Mixtures Problem Using Dynamic Programming in C++

Filed Under: C++

In this article, we’ll learn to solve the mixtures problem using dynamic programming in C++. The mixtures problem is a well-known dynamic programming problem on SPOJ (Sphere Online Judge). You can not skip this problem as it’s a perfect problem to practice dynamic programming. So without wasting time, let’s get started.

Problem Statement for Mixtures Problem

There are N mixtures of different colors. The colors of these mixtures range from 0 to 99. Combining two mixtures generates a new mixture and some amount of smoke. The rules to combine two mixtures are:

Let the colors of the two mixtures be ‘a’ and ‘b’.

The colour of the resultant mixture: (a + b) % 100.

Smoke generated: a * b

Find out the minimum amount of smoke generated by mixing all the mixtures.

Input Format for Mixtures Problem in C++

The first line of input will be integer N. The following line will contain N integers denoting the colors of the mixture.

For example,

```Input:
2
18 19
Solution:
342

Input:
3
40 60 20
Solution:
2400
```

Approach for Solving Mixtures Problem

How To Deal With Dynamic Programming Problems

Dynamic programming is the combination of recursion and memoization. We use dynamic programming because it makes the solution many times more optimum than recursive solutions. In dynamic programming solutions, we try to avoid recalculations of overlapping subproblems.

Pseudocode

Below is the step-by-step process that we’ll follow to code the solution.

• We’ll combine only two mixtures at a time.
• To minimize the resultant smoke, we’ll evaluate all possible subproblems.
• Divide the input array into two parts.
• Part 1: [m1, m2, m3, …….., ma]
• Part 2: [ma + 1, m2, m3, …….., mn]
• This problem is similar to the matrix chain multiplication problem.
• Let’s represent the resultant smoke by combining [m1, m2, m3, …….., ma] = f(1, a)
• Similarly, the resultant smoke by combining [ma + 1, m2, m3, …….., mn] = f(a + 1, n)
• Recurrence relation : f(i, j) = f(i, k) + f(k + 1, j) + CumulativeSum(i, k) * CumulativeSum(k + 1, m)
• CumulativeSum= summation from i=0 to k(a[i]%100)
• Base case: if(i == j). i.e. if only one element is left.
• Output: 0
• Because a single mixture will not produce any smoke.
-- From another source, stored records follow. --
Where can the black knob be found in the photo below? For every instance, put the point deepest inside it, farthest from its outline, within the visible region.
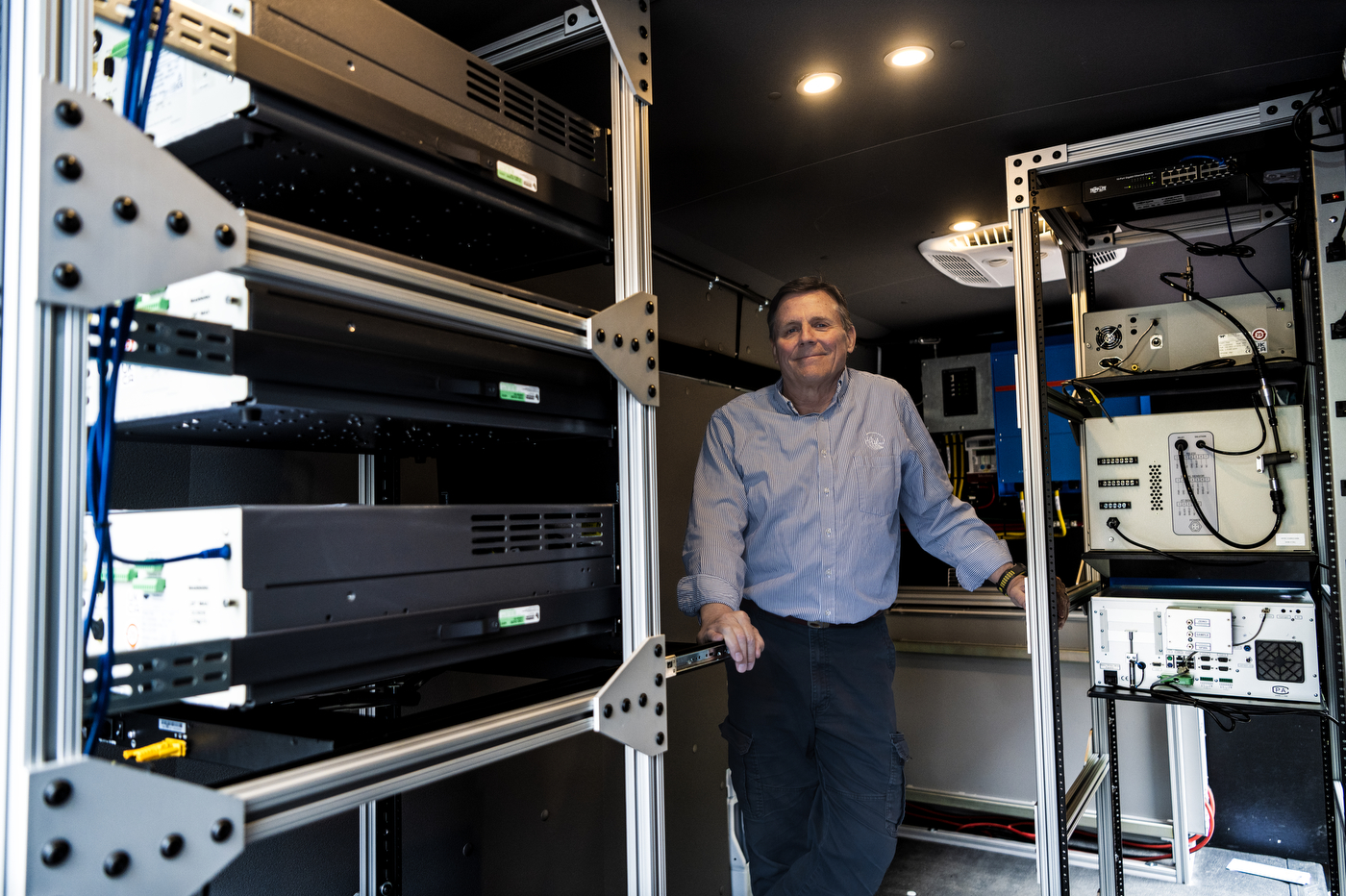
(170, 845)
(69, 167)
(69, 112)
(66, 275)
(116, 862)
(58, 788)
(221, 831)
(125, 208)
(69, 219)
(56, 852)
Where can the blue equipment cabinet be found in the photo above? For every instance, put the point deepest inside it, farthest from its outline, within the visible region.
(1065, 452)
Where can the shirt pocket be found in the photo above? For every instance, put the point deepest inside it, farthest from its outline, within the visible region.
(877, 485)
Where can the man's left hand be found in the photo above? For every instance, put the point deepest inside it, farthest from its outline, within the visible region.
(1018, 592)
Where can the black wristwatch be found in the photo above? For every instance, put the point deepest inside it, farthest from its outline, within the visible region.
(1009, 576)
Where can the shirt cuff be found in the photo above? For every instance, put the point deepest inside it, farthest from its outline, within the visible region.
(976, 568)
(695, 592)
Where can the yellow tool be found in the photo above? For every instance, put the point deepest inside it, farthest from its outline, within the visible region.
(165, 747)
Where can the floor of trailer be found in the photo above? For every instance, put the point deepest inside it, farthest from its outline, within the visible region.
(939, 869)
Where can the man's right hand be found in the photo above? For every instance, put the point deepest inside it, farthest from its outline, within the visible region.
(720, 623)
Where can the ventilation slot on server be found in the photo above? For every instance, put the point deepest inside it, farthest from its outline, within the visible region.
(959, 268)
(1281, 660)
(484, 87)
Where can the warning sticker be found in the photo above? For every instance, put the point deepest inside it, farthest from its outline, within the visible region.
(1234, 343)
(521, 615)
(529, 394)
(521, 178)
(1178, 198)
Robot And Paths Problem Using Dynamic Programming In C++ Program

```#include <iostream>
#include <climits>

using namespace std;

int a[1000];
long long dp[1000][1000];

// function to evaluate the cumulative sum
long long sum(int s,int e)
{
long long ans=0;

for(int i=s;i<=e;i++)
{
ans+=a[i];
ans%=100;
}

return ans;
}

long long mixtures(int i, int j)
{
// base case
if(i >= j)
{
return 0;
}

// lookup step --> overlapping subproblem
if(dp[i][j] != -1)
{
return dp[i][j];
}

// we need to break our expression at every possible k
dp[i][j] = INT_MAX;

for(int k = i;k <= j;k++)
{
// recursive relation
dp[i][j] = min(dp[i][j], mixtures(i, k) + mixtures(k + 1, j) + sum(i, k) * sum(k + 1, j));
}

return dp[i][j];
}

int main()
{
cout << "Enter the value of N" << endl;
int n;
cin >> n;

cout << "Enter the values of colours" << endl;

for(int i = 0; i < n; i++)
{
cin >> a[i];
}

// initialize the dp array with -1
for(int i = 0; i <= n; i++)
{
for(int j = 0; j < n; j++)
{
dp[i][j] = -1;
}
}

cout << "The minimum amount of smoke generated on mixing all the colours will be: " << mixtures(0, n - 1) << endl;

return 0;
}
```

Conclusion

Today, we solved the mixtures problem using dynamic programming in C++. We used the concept of recursion + memoization (Dynamic Programming) to solve this problem. We used the bottom-up approach to develop this solution. In the end, we implemented a C++ program to demonstrate the working of our solution. That’s all for today, thanks for reading.